Отступление от Москвы началось.
Это было отступление, под которым подразумевался отвод от столицы России всех находившихся там частей германской армии. Три наших армии откатывались назад от фантастического трофея, который они уже почти держали в руках, а при этом их еще и ощутимо подгонял маршал Жуков со своими многочисленными и хорошо утепленными подкреплениями.
Для наших скудно экипированных зимним обмундированием солдат это отступление во многих случаях было практически равнозначно смерти. Смерти от мороза, который, бывало, достигал пятидесяти градусов ниже нуля. Со стороны резко континентальных азиатских степей продолжали дуть свирепые ветры, неся с собой сильнейшие снежные и даже ледяные заряды. Из-за обилия снега шоссейные дороги можно было распознать лишь по накатанным по ним не слишком широким проездам с плотно утрамбованным снегом. Во время этих снежных бурь было холодно, отчаянно холодно, но когда тучи рассеивались и сквозь них проглядывало хмурое низкое солнце, теплее все равно не становилось. Как будто до состояния льда промерзло самое небо неприветливого свинцово-серого цвета. Смерть приходила с игольчатыми кристалликами льда, образовывавшимися прямо на глазах, и была совсем рядом, буквально повсюду. Но наши солдаты схватывались в поединке с морозом снова и снова — с такой же непреклонной решимостью, с какой они сражались и с русскими. Даже при отступлениях по снежным пустыням к врагу всегда были обращены их лица, но не спины.
Все эти дни повсюду абсолютно доминировала огромная фигура Штольца и его могучий голос. Одет он был в русский овчинный тулуп с огромным меховым воротником, закрывавшим почти всю его голову. Вся одежда, которой он располагал, была на нем, что увеличивало его и без того немалые габариты до размеров средней величины шкафа. Вообще все мы, казалось, раздулись до громадных размеров и чудовищной силищи. Все офицеры нашего батальона, за исключением Кагенека, маленького Беккера и меня, были и без того, как на подбор, не менее 180 сантиметров роста, но даже маленький коренастый Беккер вырос, казалось, до просто-таки гигантских размеров.
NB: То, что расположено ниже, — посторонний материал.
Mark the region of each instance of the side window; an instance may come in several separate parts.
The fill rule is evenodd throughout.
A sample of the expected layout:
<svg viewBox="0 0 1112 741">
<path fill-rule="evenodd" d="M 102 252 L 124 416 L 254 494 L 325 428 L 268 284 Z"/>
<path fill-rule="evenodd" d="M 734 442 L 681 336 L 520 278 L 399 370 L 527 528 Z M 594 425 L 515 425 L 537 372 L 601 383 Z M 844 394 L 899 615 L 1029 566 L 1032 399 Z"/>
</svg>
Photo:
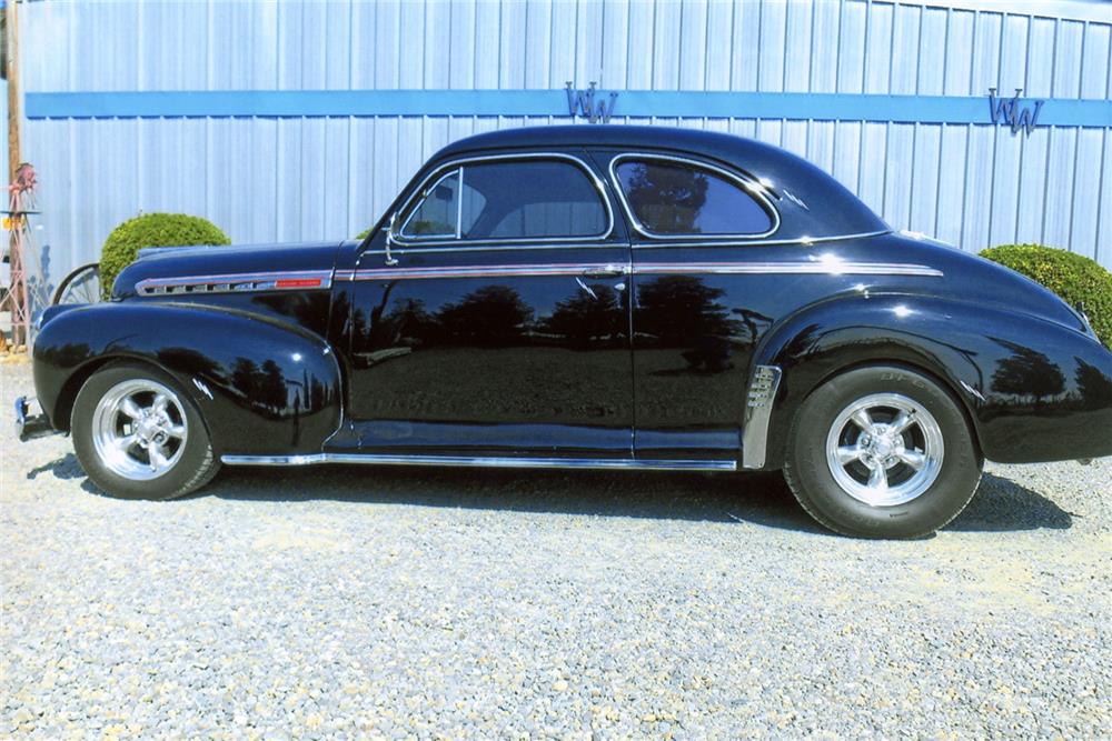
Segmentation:
<svg viewBox="0 0 1112 741">
<path fill-rule="evenodd" d="M 642 229 L 659 236 L 763 234 L 773 224 L 763 206 L 733 179 L 694 163 L 622 159 L 614 168 Z"/>
<path fill-rule="evenodd" d="M 459 218 L 459 170 L 441 177 L 409 214 L 401 236 L 411 239 L 456 236 Z"/>
<path fill-rule="evenodd" d="M 606 207 L 587 174 L 564 160 L 464 164 L 428 189 L 401 236 L 550 239 L 603 236 Z"/>
</svg>

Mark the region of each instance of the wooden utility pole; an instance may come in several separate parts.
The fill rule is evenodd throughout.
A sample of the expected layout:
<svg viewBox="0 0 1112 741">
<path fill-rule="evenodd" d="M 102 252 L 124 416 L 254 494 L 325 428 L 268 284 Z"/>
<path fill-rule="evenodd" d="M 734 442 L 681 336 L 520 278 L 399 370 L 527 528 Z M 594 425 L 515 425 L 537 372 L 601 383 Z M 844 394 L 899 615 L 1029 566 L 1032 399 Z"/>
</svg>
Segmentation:
<svg viewBox="0 0 1112 741">
<path fill-rule="evenodd" d="M 19 169 L 19 120 L 22 111 L 19 106 L 19 23 L 16 8 L 18 0 L 8 0 L 8 182 L 14 182 L 16 170 Z"/>
<path fill-rule="evenodd" d="M 7 0 L 4 3 L 4 32 L 7 38 L 8 58 L 4 60 L 8 68 L 8 182 L 16 181 L 16 171 L 19 169 L 20 163 L 20 151 L 19 151 L 19 22 L 18 22 L 18 0 Z M 17 200 L 12 201 L 18 203 Z M 14 207 L 12 207 L 14 208 Z M 10 286 L 6 286 L 8 289 L 8 294 L 4 297 L 3 301 L 0 301 L 4 308 L 7 308 L 11 313 L 11 332 L 12 341 L 18 346 L 20 342 L 19 334 L 23 334 L 22 341 L 27 342 L 26 327 L 23 327 L 23 332 L 20 331 L 20 318 L 27 312 L 27 298 L 24 290 L 26 288 L 26 276 L 23 276 L 23 261 L 22 254 L 20 254 L 19 240 L 16 238 L 17 224 L 14 219 L 16 214 L 9 214 L 9 220 L 12 222 L 9 224 L 12 230 L 9 232 L 8 237 L 8 259 L 11 266 L 12 280 Z M 7 350 L 8 344 L 4 339 L 3 332 L 0 331 L 0 350 Z"/>
</svg>

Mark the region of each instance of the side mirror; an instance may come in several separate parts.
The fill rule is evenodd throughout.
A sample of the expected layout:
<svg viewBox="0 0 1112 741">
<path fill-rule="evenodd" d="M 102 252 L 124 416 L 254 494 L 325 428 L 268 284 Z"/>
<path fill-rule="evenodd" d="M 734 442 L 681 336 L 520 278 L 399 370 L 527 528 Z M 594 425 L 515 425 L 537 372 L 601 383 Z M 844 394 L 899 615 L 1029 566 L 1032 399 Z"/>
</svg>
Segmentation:
<svg viewBox="0 0 1112 741">
<path fill-rule="evenodd" d="M 398 212 L 395 211 L 390 214 L 390 221 L 386 224 L 386 264 L 396 266 L 398 264 L 397 258 L 390 254 L 390 248 L 394 247 L 394 226 L 398 221 Z"/>
</svg>

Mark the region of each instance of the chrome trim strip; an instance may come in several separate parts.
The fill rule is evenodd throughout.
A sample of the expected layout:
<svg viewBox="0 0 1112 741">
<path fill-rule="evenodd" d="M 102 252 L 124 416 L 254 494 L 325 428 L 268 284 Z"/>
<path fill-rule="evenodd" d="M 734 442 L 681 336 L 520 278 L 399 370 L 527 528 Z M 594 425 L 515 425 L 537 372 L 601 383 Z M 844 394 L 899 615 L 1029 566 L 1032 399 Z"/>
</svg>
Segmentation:
<svg viewBox="0 0 1112 741">
<path fill-rule="evenodd" d="M 282 280 L 319 280 L 318 286 L 278 286 Z M 239 293 L 241 291 L 320 291 L 331 288 L 331 270 L 294 270 L 275 272 L 227 273 L 147 278 L 136 283 L 140 296 L 178 296 L 187 293 Z M 200 290 L 198 290 L 200 289 Z"/>
<path fill-rule="evenodd" d="M 662 247 L 771 247 L 778 244 L 818 244 L 822 242 L 841 242 L 847 239 L 865 239 L 867 237 L 883 237 L 891 234 L 891 229 L 878 229 L 876 231 L 861 231 L 853 234 L 832 234 L 828 237 L 798 237 L 795 239 L 754 239 L 739 240 L 731 238 L 726 241 L 712 241 L 699 239 L 693 242 L 634 242 L 633 249 L 662 248 Z"/>
<path fill-rule="evenodd" d="M 764 468 L 768 448 L 768 423 L 784 372 L 778 366 L 757 366 L 745 401 L 742 428 L 742 468 Z"/>
<path fill-rule="evenodd" d="M 415 216 L 417 216 L 417 211 L 420 209 L 421 203 L 424 203 L 425 201 L 428 200 L 429 194 L 434 190 L 436 190 L 441 182 L 444 182 L 445 180 L 447 180 L 451 176 L 456 174 L 457 172 L 459 173 L 459 183 L 456 186 L 456 188 L 459 190 L 459 199 L 458 199 L 459 202 L 456 204 L 456 229 L 455 229 L 455 231 L 453 231 L 451 236 L 449 237 L 448 234 L 429 234 L 428 237 L 421 237 L 420 234 L 406 234 L 405 231 L 409 227 L 409 222 L 414 220 Z M 431 186 L 428 187 L 428 190 L 421 189 L 419 191 L 420 192 L 420 201 L 418 201 L 417 203 L 414 204 L 413 210 L 409 211 L 409 216 L 406 217 L 406 222 L 404 224 L 401 224 L 401 229 L 398 230 L 398 233 L 394 234 L 394 241 L 395 242 L 398 240 L 399 237 L 403 237 L 403 236 L 404 236 L 404 239 L 407 239 L 407 240 L 409 240 L 411 242 L 419 242 L 419 241 L 423 241 L 423 240 L 426 240 L 426 239 L 427 240 L 444 240 L 444 239 L 456 240 L 456 239 L 459 239 L 459 224 L 461 222 L 460 211 L 464 208 L 464 194 L 463 194 L 464 193 L 464 176 L 463 176 L 463 172 L 464 172 L 463 168 L 456 168 L 455 170 L 447 170 L 443 176 L 440 176 L 437 179 L 436 182 L 434 182 Z"/>
<path fill-rule="evenodd" d="M 765 211 L 772 216 L 772 227 L 765 231 L 753 232 L 752 234 L 659 234 L 654 231 L 645 229 L 641 220 L 629 208 L 629 201 L 626 200 L 625 191 L 622 189 L 622 181 L 618 180 L 618 173 L 615 171 L 615 166 L 622 160 L 661 160 L 664 162 L 679 162 L 682 164 L 692 164 L 704 170 L 709 170 L 715 172 L 727 180 L 732 180 L 742 187 L 746 193 L 751 194 L 756 199 L 762 206 L 764 206 Z M 717 242 L 719 240 L 736 240 L 736 239 L 761 239 L 763 237 L 768 237 L 775 234 L 776 230 L 780 229 L 781 219 L 780 211 L 773 206 L 773 202 L 765 194 L 765 187 L 761 184 L 759 181 L 748 180 L 742 176 L 731 172 L 724 168 L 716 164 L 711 164 L 709 162 L 704 162 L 703 160 L 695 160 L 687 157 L 673 157 L 671 154 L 655 154 L 651 152 L 623 152 L 610 160 L 608 167 L 610 173 L 610 184 L 614 186 L 614 191 L 618 194 L 618 200 L 622 202 L 622 209 L 625 211 L 626 216 L 629 218 L 629 223 L 633 228 L 644 237 L 648 239 L 657 240 L 676 240 L 676 239 L 699 239 L 709 242 Z M 751 243 L 751 242 L 747 242 Z"/>
<path fill-rule="evenodd" d="M 407 199 L 406 204 L 398 209 L 397 213 L 406 214 L 406 223 L 408 223 L 411 216 L 411 211 L 417 208 L 420 201 L 423 201 L 428 193 L 426 192 L 426 186 L 429 180 L 437 177 L 440 173 L 447 173 L 451 169 L 461 168 L 467 163 L 483 163 L 483 162 L 496 162 L 502 160 L 564 160 L 572 162 L 587 176 L 590 183 L 595 187 L 598 192 L 598 198 L 603 202 L 603 207 L 606 209 L 606 230 L 600 234 L 588 234 L 585 237 L 527 237 L 527 238 L 498 238 L 498 239 L 433 239 L 428 241 L 414 239 L 413 237 L 404 237 L 400 232 L 395 234 L 390 233 L 388 237 L 394 240 L 394 243 L 398 247 L 410 247 L 414 251 L 424 251 L 424 244 L 433 246 L 444 246 L 444 244 L 471 244 L 476 242 L 481 242 L 484 244 L 529 244 L 536 242 L 602 242 L 605 241 L 612 233 L 614 233 L 614 207 L 610 206 L 610 199 L 606 194 L 606 183 L 595 174 L 595 171 L 590 169 L 586 160 L 575 157 L 574 154 L 567 154 L 564 152 L 519 152 L 510 154 L 487 154 L 486 157 L 465 157 L 460 159 L 449 160 L 433 170 L 420 184 L 414 191 L 414 193 Z M 437 180 L 439 182 L 439 180 Z M 461 191 L 460 191 L 461 192 Z M 394 252 L 400 253 L 400 250 L 394 250 Z M 364 252 L 366 254 L 366 252 Z"/>
<path fill-rule="evenodd" d="M 450 465 L 479 468 L 639 469 L 653 471 L 736 471 L 736 461 L 624 460 L 609 458 L 498 458 L 469 455 L 383 455 L 377 453 L 312 453 L 307 455 L 221 455 L 228 465 Z"/>
<path fill-rule="evenodd" d="M 526 263 L 519 266 L 451 266 L 445 268 L 371 268 L 338 270 L 336 280 L 419 280 L 424 278 L 505 278 L 510 276 L 582 276 L 590 270 L 619 271 L 620 274 L 656 276 L 697 273 L 716 276 L 817 274 L 817 276 L 922 276 L 942 278 L 930 266 L 902 262 L 644 262 L 616 263 Z"/>
<path fill-rule="evenodd" d="M 463 266 L 449 268 L 387 268 L 339 270 L 336 280 L 419 280 L 423 278 L 505 278 L 509 276 L 583 276 L 592 270 L 629 274 L 628 263 L 546 263 L 522 266 Z"/>
<path fill-rule="evenodd" d="M 659 273 L 746 274 L 818 274 L 818 276 L 925 276 L 941 278 L 943 272 L 930 266 L 902 262 L 648 262 L 635 264 L 635 276 Z"/>
<path fill-rule="evenodd" d="M 711 247 L 711 248 L 729 248 L 729 247 L 772 247 L 772 246 L 783 246 L 783 244 L 820 244 L 823 242 L 840 242 L 848 239 L 865 239 L 867 237 L 883 237 L 884 234 L 891 234 L 891 229 L 880 229 L 877 231 L 863 231 L 854 234 L 832 234 L 828 237 L 800 237 L 797 239 L 753 239 L 753 240 L 738 240 L 736 238 L 729 238 L 726 240 L 712 240 L 705 239 L 697 242 L 634 242 L 632 244 L 633 249 L 661 249 L 661 248 L 684 248 L 684 247 Z M 474 246 L 474 247 L 445 247 L 447 244 L 453 244 L 451 241 L 436 242 L 435 244 L 439 247 L 425 248 L 414 250 L 399 250 L 391 249 L 394 254 L 406 254 L 409 252 L 415 253 L 434 253 L 434 252 L 505 252 L 506 250 L 574 250 L 574 249 L 599 249 L 599 248 L 624 248 L 625 244 L 618 244 L 615 242 L 578 242 L 578 243 L 555 243 L 555 244 L 522 244 L 520 247 L 494 247 L 494 246 Z M 360 254 L 386 254 L 386 250 L 365 250 Z"/>
</svg>

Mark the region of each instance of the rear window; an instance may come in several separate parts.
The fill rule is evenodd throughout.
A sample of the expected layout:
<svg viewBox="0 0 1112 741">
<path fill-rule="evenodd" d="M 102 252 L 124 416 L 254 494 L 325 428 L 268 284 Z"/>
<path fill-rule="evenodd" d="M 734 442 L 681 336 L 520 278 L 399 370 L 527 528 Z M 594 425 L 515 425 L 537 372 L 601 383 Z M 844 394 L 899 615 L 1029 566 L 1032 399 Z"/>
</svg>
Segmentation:
<svg viewBox="0 0 1112 741">
<path fill-rule="evenodd" d="M 633 157 L 614 172 L 634 219 L 651 234 L 744 237 L 772 229 L 772 216 L 741 181 L 709 168 Z"/>
</svg>

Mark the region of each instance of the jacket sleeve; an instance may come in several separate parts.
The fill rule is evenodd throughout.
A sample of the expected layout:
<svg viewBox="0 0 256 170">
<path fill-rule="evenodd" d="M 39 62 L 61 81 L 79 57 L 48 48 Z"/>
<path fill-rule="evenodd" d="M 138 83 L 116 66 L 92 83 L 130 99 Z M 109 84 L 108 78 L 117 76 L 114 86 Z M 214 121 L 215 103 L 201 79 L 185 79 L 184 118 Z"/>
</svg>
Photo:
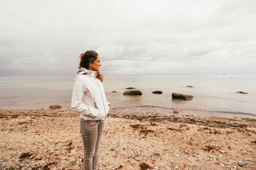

Перед тем как оставить Горки, я тщательно закрыл наш перевязочный пункт, как будто надеялся еще вернуться сюда. Лучше всех, буквально не покладая рук, работал Фризе, да и фельдфебель со шрамом на лбу оказался очень ценным помощником. К отправке в тыловой госпиталь ими было подготовлено в Горках более трех сотен (!) раненых. Колоссальная нагрузка легла, конечно, на плечи и оберштабсарцта Штольца вместе со штабсарцтом Лоренцом, поскольку они не только сумели оказать всю посильную помощь сотням и сотням раненых, но также обеспечили их благополучную транспортировку дальше в тыл, невзирая на жесточайшие погодные условия.
Мы отступали по направлению к Старице и Ржеву, на подступах к которым должны были занять для наших зимних оборонительных позиций так называемую «Кёнигсбергскую линию». Одолеваемые сомнениями, мы бесконечно расспрашивали друг друга о том, существует ли такая линия в действительности или нет и кто должен подготовить эти самые зимние позиции. «Отступать медленно, всемерно удерживая при этом врага, — гласил приказ, — чтобы дать вашим товарищам в тылу время на подготовку оборонительных укреплений». Мы очень надеялись на то, что эти наши товарищи в тылу действительно существовали и что они на самом деле сооружали для нас оборонительные укрепления.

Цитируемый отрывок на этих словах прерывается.